Конечно, декларация таковой прямо не называлась. Место в журнале обэриутам предоставлялось для «информационных статей». Раздел этот в журнале был осторожно озаглавлен «В порядке показа современных течений» (очевидно, редакция таким способом несколько отстранялась от представляемых авангардных манифестов, в которых могли содержаться весьма непривычные для советской официальной печати высказывания). Было решено, что основную теоретическую часть «Общественное лицо ОБЭРИУ» с определением обэриутского метода напишет Заболоцкий; он же подготовит и более конкретный раздел «Поэзия обэриутов» с характеристикой каждого из поэтов. Бахтереву и Левину было поручено написать раздел об обэриутском театре. Наконец, присутствовала в декларации и глава «На путях к новому кино», написанная новыми для группы людьми — Александром Разумовским и Клементием Минцем (будущим автором популярных радиопостановок из цикла «Клуб знаменитых капитанов»).

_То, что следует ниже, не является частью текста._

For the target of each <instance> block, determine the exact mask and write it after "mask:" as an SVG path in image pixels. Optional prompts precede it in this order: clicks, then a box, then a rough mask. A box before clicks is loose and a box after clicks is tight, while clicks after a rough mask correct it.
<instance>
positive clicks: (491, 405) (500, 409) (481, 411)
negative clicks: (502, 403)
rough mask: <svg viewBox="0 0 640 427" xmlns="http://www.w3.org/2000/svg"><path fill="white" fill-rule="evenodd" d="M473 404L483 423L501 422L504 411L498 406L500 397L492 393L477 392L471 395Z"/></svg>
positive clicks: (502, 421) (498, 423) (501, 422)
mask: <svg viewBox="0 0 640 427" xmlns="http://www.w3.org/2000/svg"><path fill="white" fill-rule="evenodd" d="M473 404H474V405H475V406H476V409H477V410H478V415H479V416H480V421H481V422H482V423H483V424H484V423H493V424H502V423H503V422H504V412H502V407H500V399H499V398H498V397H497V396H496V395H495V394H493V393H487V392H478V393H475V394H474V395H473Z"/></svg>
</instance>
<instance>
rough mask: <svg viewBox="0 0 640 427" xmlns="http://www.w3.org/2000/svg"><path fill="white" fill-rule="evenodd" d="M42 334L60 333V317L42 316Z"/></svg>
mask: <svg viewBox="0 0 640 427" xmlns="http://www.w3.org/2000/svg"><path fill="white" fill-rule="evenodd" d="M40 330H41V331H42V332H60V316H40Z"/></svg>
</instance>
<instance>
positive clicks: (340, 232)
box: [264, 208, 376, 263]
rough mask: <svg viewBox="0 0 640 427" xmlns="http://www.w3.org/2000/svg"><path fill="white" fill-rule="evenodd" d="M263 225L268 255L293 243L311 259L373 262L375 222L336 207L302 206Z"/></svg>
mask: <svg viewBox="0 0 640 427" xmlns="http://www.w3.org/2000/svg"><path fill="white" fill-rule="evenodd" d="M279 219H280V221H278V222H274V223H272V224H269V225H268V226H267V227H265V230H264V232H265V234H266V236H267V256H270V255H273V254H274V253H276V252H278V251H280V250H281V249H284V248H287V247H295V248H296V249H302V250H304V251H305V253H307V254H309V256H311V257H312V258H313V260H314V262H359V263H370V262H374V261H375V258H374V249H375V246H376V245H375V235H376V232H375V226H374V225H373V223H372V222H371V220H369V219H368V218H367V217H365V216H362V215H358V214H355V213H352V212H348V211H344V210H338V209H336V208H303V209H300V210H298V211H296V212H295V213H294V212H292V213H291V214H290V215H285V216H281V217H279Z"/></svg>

Прежде чем говорить о содержании декларации, стоит сказать о том, что с приходом ОБЭРИУ в Дом печати серьезно изменилось его положение в Ленинграде. Хармса и его друзей и раньше хорошо знали в городе по Союзу поэтов, по их выступлениям, но теперь группа приобрела официальный статус, который Хармс, обладавший несомненными организационными способностями, всегда мечтал иметь. Теперь «студийные» дни проходили уже не в комнате Хармса на Надеждинской, где было довольно тесно, да и приглашать посторонних затруднительно (все-таки это была частная квартира Ивана Павловича Ювачева). Новой секции была предоставлена комфортабельная гостиная с мягкими креслами в Доме печати. Заболоцкий предложил поискать новых людей, с помощью которых можно было расширить круг единомышленников, причем не только за счет поэтов: обэриуты были сторонниками не только синтеза жанров в поэзии, но и синтеза разных видов искусств в общем авангардном творческом процессе.